In this case, the Ontario Pension Board decided that its primary duty was to its former member, and to the integrity of the statutory scheme. It had no objection to the garnishment and to payment over to her of the full permissible 50 per cent. But on the facts as to the structuring of the equalization obligations here, it could not support a request that 100 per cent of the pension be diverted to her. It intervened on the hearing to say so. The Ontario Court of Appeal’s decision was recently reported as Hooper v. Hooper (2002) 59 O.R. (3d) 787.
In a unanimous and fully-reasoned decision, the Court reversed the original judgment. The relevant pension legislation clearly set out that pensions were to be immune from creditor seizure. Even in the circumstance of an over-riding family law imperative, the pension preservation purpose of the PBA dictated a 50 per cent limit on seizeability for support order obligations, and did not authorize enforcement for the equalization obligations.

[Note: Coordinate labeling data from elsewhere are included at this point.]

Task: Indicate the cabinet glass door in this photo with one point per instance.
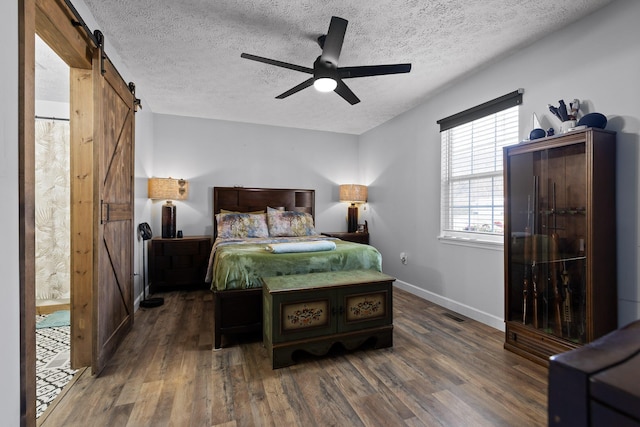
(547, 261)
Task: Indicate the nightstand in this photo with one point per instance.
(178, 263)
(349, 237)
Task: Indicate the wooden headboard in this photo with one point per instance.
(242, 199)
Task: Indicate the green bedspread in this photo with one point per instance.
(240, 265)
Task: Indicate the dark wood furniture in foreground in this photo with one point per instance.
(178, 263)
(240, 311)
(312, 312)
(349, 237)
(439, 372)
(560, 242)
(598, 384)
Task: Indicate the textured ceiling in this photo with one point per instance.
(185, 55)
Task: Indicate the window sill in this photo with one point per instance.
(472, 242)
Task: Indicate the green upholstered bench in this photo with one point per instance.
(312, 312)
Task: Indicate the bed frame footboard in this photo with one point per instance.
(235, 312)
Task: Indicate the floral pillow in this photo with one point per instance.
(289, 223)
(242, 225)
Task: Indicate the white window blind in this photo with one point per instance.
(472, 205)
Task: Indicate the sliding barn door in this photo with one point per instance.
(114, 142)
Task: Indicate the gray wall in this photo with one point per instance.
(596, 60)
(10, 302)
(211, 153)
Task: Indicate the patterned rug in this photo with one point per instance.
(53, 370)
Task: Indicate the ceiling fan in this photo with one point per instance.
(327, 76)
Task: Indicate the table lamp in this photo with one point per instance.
(168, 189)
(353, 193)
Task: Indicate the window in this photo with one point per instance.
(472, 205)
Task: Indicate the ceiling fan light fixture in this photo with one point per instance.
(325, 84)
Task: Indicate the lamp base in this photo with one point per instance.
(152, 302)
(352, 218)
(168, 220)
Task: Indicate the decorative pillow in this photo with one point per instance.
(289, 223)
(225, 211)
(242, 225)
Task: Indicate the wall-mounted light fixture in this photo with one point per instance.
(354, 194)
(168, 189)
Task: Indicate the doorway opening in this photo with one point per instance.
(52, 225)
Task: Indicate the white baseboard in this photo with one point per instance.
(465, 310)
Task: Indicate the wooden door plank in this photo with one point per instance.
(82, 216)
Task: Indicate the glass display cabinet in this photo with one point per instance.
(560, 242)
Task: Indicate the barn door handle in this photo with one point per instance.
(104, 209)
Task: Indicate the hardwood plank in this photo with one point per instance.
(439, 372)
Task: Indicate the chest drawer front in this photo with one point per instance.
(302, 315)
(365, 306)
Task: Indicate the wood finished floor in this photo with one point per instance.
(440, 372)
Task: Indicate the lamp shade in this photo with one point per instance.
(353, 193)
(168, 189)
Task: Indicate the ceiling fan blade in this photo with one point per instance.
(303, 85)
(372, 70)
(344, 91)
(334, 39)
(277, 63)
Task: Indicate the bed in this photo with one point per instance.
(239, 257)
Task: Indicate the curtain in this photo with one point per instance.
(53, 209)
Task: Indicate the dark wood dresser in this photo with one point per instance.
(178, 263)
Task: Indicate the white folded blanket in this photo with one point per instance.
(315, 246)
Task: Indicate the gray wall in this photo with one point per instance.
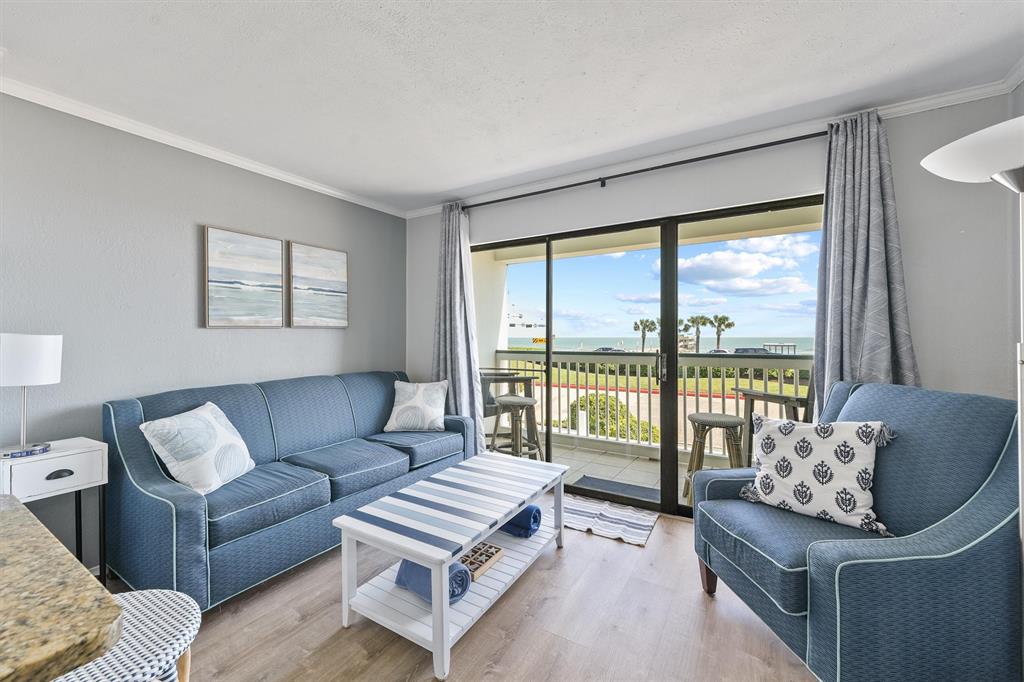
(960, 243)
(960, 252)
(100, 241)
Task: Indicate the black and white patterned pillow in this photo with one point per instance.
(820, 470)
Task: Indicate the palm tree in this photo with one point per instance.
(721, 323)
(644, 326)
(696, 322)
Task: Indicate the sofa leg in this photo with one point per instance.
(709, 581)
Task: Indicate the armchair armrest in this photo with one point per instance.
(467, 428)
(941, 603)
(157, 527)
(720, 483)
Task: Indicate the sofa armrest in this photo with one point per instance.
(156, 526)
(720, 483)
(941, 603)
(467, 428)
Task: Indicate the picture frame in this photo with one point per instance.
(243, 280)
(317, 287)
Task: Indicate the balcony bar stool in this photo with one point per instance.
(516, 406)
(702, 424)
(157, 631)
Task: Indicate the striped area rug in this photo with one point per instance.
(608, 520)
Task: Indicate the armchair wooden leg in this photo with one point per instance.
(709, 581)
(184, 666)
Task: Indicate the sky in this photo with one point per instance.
(766, 285)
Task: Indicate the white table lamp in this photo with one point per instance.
(994, 154)
(29, 359)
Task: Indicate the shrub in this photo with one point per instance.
(606, 417)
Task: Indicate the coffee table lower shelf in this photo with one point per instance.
(404, 613)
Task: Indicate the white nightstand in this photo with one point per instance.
(72, 466)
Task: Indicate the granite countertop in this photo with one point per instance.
(54, 614)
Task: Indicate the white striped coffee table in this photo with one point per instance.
(432, 522)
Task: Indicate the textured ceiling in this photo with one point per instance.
(413, 102)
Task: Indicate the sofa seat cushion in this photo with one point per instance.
(422, 446)
(353, 465)
(269, 494)
(769, 545)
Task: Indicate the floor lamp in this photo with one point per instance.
(993, 154)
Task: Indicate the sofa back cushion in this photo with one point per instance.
(308, 413)
(946, 445)
(242, 403)
(373, 398)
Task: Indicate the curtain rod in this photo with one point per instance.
(615, 176)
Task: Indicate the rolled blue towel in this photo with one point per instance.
(416, 579)
(524, 523)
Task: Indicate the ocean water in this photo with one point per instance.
(320, 308)
(805, 344)
(245, 304)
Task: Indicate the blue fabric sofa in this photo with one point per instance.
(320, 453)
(941, 600)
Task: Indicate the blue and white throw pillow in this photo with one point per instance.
(820, 470)
(201, 448)
(418, 407)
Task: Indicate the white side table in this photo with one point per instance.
(72, 466)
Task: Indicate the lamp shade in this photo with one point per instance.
(30, 359)
(979, 156)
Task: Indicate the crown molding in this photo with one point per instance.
(102, 117)
(81, 110)
(1004, 86)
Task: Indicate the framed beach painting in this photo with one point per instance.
(245, 280)
(318, 287)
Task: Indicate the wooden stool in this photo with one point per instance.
(157, 632)
(515, 406)
(702, 424)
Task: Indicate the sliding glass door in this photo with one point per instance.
(601, 357)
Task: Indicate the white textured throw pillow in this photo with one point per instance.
(418, 407)
(201, 448)
(821, 470)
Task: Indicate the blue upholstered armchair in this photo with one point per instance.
(941, 600)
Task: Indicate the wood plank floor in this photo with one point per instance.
(598, 609)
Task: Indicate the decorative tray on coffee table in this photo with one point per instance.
(480, 558)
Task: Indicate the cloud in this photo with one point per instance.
(692, 301)
(759, 287)
(803, 308)
(639, 298)
(787, 246)
(635, 310)
(726, 265)
(581, 320)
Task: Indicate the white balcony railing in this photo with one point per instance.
(614, 397)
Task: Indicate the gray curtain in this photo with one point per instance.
(862, 331)
(455, 323)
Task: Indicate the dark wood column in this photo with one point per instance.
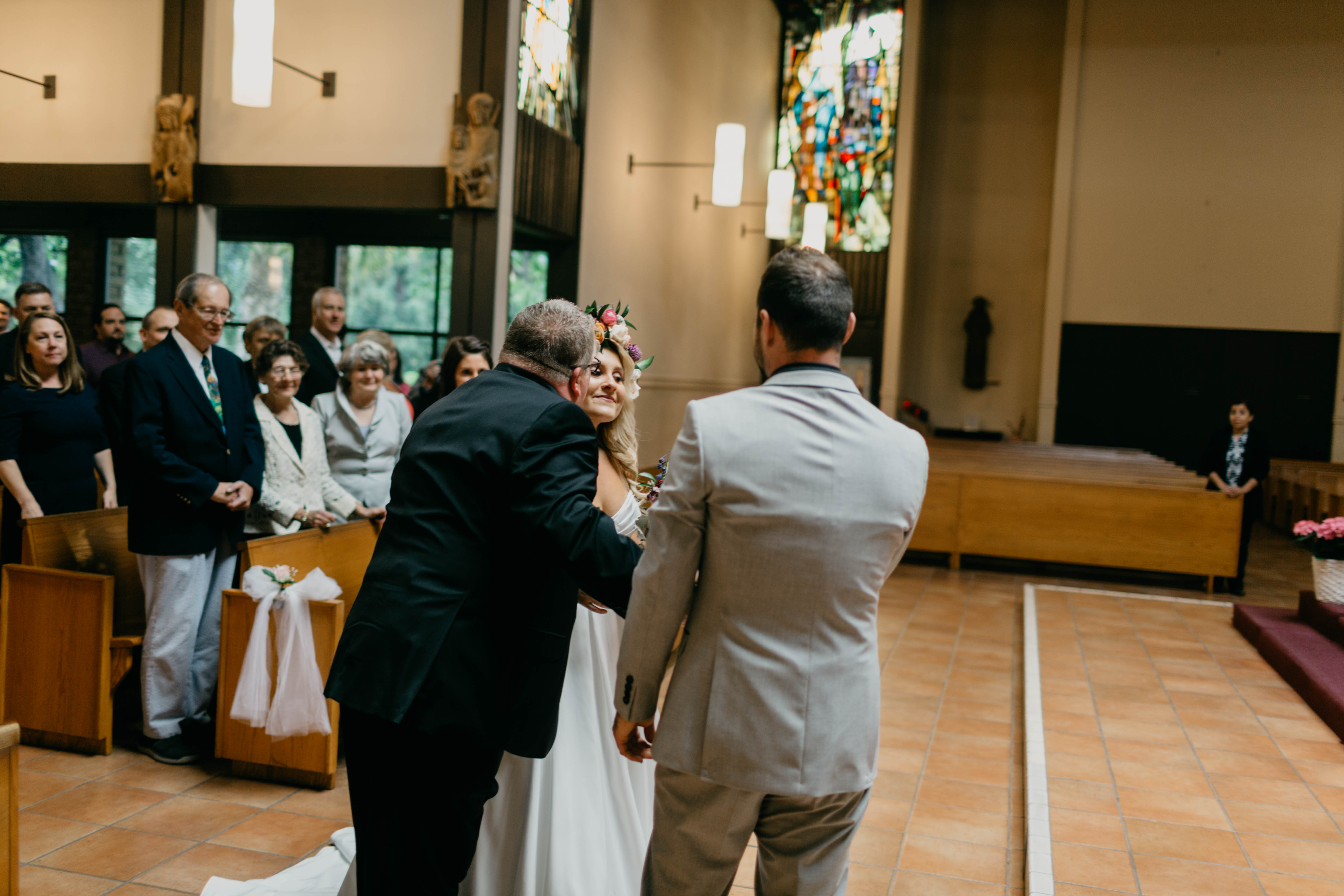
(486, 64)
(175, 226)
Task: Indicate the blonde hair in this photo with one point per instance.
(620, 438)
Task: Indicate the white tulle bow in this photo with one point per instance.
(299, 707)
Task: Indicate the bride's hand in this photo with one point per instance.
(592, 605)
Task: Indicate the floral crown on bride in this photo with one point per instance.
(612, 331)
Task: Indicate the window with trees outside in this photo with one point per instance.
(260, 277)
(131, 281)
(402, 291)
(34, 257)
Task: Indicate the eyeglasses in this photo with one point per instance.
(213, 315)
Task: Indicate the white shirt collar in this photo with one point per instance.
(330, 343)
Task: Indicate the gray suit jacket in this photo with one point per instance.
(795, 502)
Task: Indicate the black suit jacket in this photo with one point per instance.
(467, 608)
(116, 422)
(183, 453)
(322, 375)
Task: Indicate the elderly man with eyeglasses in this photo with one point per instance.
(200, 465)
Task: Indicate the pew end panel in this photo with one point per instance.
(60, 662)
(308, 761)
(10, 819)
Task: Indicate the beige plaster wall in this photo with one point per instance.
(107, 60)
(980, 226)
(662, 77)
(397, 66)
(1208, 182)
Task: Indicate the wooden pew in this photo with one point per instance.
(1065, 504)
(343, 553)
(76, 616)
(10, 815)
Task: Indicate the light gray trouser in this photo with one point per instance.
(179, 662)
(701, 831)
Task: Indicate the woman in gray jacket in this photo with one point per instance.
(365, 425)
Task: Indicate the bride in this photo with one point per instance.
(578, 821)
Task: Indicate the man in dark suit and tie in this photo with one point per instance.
(456, 648)
(112, 394)
(322, 344)
(200, 459)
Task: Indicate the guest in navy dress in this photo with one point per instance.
(52, 434)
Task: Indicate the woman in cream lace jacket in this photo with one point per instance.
(298, 487)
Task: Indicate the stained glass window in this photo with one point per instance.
(842, 78)
(548, 88)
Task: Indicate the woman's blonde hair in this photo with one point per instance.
(70, 373)
(620, 437)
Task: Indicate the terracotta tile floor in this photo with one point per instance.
(126, 824)
(1179, 762)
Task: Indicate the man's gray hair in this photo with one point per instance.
(552, 339)
(191, 285)
(359, 354)
(318, 296)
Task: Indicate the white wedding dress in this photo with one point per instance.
(577, 823)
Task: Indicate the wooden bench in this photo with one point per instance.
(76, 616)
(1065, 504)
(343, 553)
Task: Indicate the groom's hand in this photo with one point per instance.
(630, 742)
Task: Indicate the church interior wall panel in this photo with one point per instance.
(397, 66)
(1167, 389)
(662, 77)
(1208, 185)
(984, 167)
(107, 61)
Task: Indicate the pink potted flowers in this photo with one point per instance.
(1326, 541)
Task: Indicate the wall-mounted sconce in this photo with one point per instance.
(815, 217)
(48, 84)
(779, 203)
(255, 61)
(730, 147)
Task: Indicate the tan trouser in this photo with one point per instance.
(701, 831)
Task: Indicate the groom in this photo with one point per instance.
(456, 648)
(794, 500)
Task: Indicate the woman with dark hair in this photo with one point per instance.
(298, 487)
(1237, 463)
(466, 358)
(52, 434)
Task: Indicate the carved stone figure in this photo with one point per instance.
(474, 156)
(175, 150)
(978, 344)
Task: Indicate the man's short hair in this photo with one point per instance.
(148, 320)
(808, 298)
(553, 335)
(189, 291)
(323, 291)
(97, 312)
(265, 324)
(32, 288)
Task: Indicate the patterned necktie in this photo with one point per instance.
(213, 387)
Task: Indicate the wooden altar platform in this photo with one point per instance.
(1069, 504)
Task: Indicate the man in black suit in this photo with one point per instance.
(322, 344)
(112, 393)
(200, 459)
(456, 648)
(30, 298)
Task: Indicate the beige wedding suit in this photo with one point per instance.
(795, 502)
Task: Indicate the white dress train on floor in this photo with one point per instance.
(577, 823)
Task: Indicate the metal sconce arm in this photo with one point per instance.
(48, 84)
(329, 78)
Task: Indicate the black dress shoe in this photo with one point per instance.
(173, 752)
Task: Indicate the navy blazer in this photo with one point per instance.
(183, 452)
(466, 614)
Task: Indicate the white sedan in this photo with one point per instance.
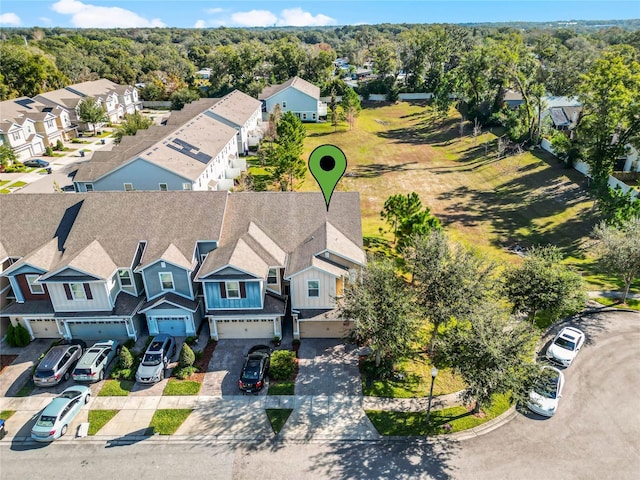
(546, 393)
(565, 346)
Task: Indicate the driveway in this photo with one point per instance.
(327, 367)
(225, 365)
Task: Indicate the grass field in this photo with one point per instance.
(483, 201)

The Court, therefore, concluded that the appointment of an equitable receiver to collect the second 50 per cent did not meet the ‘just and convenient’test set out in the Courts of Justice Act. It could not be ‘just and convenient’ to appoint an equitable receiver to achieve a result which directly conflicted with the governing pension legislation.
The Court went on to cast doubt in general on the use of the equitable receiver where, as here, the plan administrator was already complying to the extent the law allowed. Such an appointment simply added unnecessary and additional expense and complexity. The device should not have been used and the Court set the entire appointment aside.
Helpful though that result may be, it does not end the debate.
The Court was careful to note that if the equalization award had been directly against the pension assets, the legislation may not have prohibited a ‘stacking’ of 50 per cent for support on top of 50 per cent for equalization.
As well, the Court expressed doubts on the propriety of the legislative constraints on accessing pension benefits to satisfy family property splits, and signaled that there could “undoubtedly” be cases where the equities between the parties may best be served by providing this access.
Thus, the debate continues. Former spouses will still be advised by knowledgeable counsel to continue to reach for more than 50 per cent. Plan administrators will still need to take case-by-case legal advice to know whether they should accede (pleasing the spouse but breaching a duty to the former member) or resist (adhering to its duty to the former member, but possibly earning a lawsuit from the disappointed spouse).
Perhaps it’s time our legislators spent a minute on the Court of Appeal’s plea for clarity in this messy area of the law.
John R. Varley is senior counsel at Pallett Valo, LLP.